Published online by Cambridge University Press: 01 October 1998
In the summer of 1543 King Henry VIII promised that he would send 40,000 ducats, the equivalent of £10,000, to Ferdinand, king of the Romans and of Hungary, archduke of Austria, to help his brother, Emperor Charles V, in his defence of Christendom against the Turk. Europe witnessed a strange alliance between Henry, himself a schismatic monarch, and Charles, who had effectively blocked Henry's attempts to have the pope annul his first marriage. The coalition of opposing forces was equally remarkable, comprising the Most Christian King of France and his non-Christian ally, the Turk. Francis's support for the Turks was contrasted by some with the king's attitude to Protestant reform. Francis seems to have regretted the presence in 1543–4 of a Turkish colony at Toulon, which appears to have possessed a slave market and mosque. The alliance between Charles V and Henry VIII attests to the persistence of the medieval concept of Christendom (Christianitas), groups of nations which shared basic religious and cultural values despite the religious divides being caused by the Reformation.

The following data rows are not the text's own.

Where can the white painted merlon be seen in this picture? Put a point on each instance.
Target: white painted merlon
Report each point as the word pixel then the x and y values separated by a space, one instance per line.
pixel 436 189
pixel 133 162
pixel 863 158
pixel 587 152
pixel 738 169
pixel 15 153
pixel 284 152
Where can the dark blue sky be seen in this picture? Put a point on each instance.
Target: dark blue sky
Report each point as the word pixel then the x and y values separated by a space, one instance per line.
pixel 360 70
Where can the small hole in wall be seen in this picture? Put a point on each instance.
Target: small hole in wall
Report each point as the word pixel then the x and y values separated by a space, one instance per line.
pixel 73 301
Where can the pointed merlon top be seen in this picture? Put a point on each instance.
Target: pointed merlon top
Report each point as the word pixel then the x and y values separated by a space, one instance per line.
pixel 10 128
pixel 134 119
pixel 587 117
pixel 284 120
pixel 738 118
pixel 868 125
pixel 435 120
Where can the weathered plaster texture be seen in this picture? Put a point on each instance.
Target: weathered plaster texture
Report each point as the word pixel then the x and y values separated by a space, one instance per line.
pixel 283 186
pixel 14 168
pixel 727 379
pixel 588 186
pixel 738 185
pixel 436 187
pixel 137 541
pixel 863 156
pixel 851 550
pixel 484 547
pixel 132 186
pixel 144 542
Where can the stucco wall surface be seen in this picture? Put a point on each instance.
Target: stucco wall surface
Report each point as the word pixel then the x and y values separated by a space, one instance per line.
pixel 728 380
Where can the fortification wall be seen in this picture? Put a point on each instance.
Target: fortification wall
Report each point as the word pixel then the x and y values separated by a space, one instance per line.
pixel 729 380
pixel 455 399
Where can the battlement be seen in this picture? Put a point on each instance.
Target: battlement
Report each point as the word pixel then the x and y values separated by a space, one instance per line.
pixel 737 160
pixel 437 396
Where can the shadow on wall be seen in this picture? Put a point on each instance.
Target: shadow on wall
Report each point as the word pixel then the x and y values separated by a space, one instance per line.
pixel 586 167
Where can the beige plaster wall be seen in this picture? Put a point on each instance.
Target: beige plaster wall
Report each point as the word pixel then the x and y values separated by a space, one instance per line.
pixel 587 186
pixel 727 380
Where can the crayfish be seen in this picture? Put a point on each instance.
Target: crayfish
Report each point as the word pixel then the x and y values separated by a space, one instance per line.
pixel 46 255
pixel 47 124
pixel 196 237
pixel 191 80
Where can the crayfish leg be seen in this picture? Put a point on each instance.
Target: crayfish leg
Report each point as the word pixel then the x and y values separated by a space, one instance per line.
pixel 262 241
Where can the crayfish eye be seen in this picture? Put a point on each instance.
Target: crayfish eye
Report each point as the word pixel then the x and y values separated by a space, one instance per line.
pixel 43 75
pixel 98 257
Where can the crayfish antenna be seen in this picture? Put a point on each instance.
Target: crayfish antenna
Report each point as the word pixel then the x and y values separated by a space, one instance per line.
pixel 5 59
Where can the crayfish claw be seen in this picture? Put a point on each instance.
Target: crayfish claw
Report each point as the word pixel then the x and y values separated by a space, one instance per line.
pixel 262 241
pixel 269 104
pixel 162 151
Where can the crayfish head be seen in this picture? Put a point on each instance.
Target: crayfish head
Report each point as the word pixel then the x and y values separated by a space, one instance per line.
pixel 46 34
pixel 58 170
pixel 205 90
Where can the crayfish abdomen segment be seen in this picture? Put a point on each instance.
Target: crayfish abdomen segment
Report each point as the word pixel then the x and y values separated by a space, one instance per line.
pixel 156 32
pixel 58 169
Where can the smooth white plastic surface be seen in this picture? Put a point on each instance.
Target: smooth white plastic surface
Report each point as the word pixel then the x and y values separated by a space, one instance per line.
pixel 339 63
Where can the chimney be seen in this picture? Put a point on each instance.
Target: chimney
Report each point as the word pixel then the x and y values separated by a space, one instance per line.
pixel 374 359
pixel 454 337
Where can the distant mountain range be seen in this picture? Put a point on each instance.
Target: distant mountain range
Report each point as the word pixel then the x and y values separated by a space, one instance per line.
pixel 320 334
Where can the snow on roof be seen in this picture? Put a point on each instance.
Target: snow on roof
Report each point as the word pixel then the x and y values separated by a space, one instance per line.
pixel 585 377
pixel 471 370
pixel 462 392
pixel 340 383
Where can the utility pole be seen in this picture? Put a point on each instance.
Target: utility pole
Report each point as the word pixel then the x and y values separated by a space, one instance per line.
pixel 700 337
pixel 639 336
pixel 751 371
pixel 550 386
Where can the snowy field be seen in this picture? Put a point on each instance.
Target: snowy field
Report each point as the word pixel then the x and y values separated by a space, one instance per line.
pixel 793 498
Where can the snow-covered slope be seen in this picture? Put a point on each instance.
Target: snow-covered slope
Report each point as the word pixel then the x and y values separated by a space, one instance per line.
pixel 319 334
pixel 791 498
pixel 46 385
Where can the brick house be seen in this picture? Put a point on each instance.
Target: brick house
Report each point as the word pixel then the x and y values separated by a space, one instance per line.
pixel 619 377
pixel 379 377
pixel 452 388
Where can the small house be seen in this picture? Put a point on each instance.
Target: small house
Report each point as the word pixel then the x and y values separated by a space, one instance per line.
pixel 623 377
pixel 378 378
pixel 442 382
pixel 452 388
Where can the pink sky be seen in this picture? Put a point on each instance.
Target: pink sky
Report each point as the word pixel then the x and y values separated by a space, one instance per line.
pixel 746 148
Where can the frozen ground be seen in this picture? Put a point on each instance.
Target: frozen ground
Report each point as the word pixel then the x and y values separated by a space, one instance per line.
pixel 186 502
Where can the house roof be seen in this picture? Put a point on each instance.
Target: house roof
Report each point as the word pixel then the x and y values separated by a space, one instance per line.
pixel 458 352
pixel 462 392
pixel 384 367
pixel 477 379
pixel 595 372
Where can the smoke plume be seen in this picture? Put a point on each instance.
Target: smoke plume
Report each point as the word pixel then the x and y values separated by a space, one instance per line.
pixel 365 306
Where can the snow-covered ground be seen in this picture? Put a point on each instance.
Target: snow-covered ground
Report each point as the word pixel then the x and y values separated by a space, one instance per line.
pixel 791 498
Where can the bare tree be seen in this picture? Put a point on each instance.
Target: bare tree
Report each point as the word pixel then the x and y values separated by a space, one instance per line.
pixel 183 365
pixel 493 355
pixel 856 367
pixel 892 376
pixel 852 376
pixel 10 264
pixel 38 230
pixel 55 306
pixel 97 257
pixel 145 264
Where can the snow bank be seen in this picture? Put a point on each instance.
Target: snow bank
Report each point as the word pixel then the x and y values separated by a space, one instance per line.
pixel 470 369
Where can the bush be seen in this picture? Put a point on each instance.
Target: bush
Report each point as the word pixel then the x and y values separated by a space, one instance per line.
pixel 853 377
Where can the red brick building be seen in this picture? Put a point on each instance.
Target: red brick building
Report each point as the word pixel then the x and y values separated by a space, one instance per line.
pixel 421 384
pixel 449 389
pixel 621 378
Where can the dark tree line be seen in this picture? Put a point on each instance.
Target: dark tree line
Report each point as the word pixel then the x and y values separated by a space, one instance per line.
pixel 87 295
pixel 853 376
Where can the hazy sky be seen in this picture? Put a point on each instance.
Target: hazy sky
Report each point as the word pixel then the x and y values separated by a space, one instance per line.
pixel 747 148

Henry made elaborate plans to furnish Charles with the promised £10,000 to support military action on the continent. The money, available either as cash or as bills of exchange, was released in two halves, the first on 16 August 1543 and the second on 18 September. In his usual way, the imperial ambassador in England, Eustace Chapuys, made things worse by harrying the Privy Council for speedy payment of the funds. The crown, none the less, hit on an interesting solution to the problem of recovering its money. Henry issued an appeal to every diocese in England to organise voluntary contributions from parishioners to recover the amount of money he disbursed abroad. Working from the financial returns among the exchequer subsidy rolls at the Public Record Office, Dr Kitching has calculated that such collections raised no more than £1,903 8s. 3d., less than a fifth of the money advanced to Charles V. The English parishes reimbursed the crown in late 1543 and early 1544.
As Dr Kitching himself has indicated, the background to the whole episode is poorly documented. Previously unknown to historians, however, important material concerning the king's plan survives in the diocesan archives of London and Westminster. The episcopal registers of Edmund Bonner, bishop of London, and Thomas Thirlby, bishop of the short-lived see of Westminster, both shed valuable light on this scheme. Diocesan bishops recorded their formal administrative acts in registers, the compilation of which was supervised by the diocesan registrar. Unfortunately, the archiepiscopal archives at Lambeth are silent on the collections of 1543. The registers for the dioceses of London and Westminster, however, are particularly informative for the opening years of the Reformation. It is my purpose to consider the nature of the new evidence and to offer a transcript of the more important documents.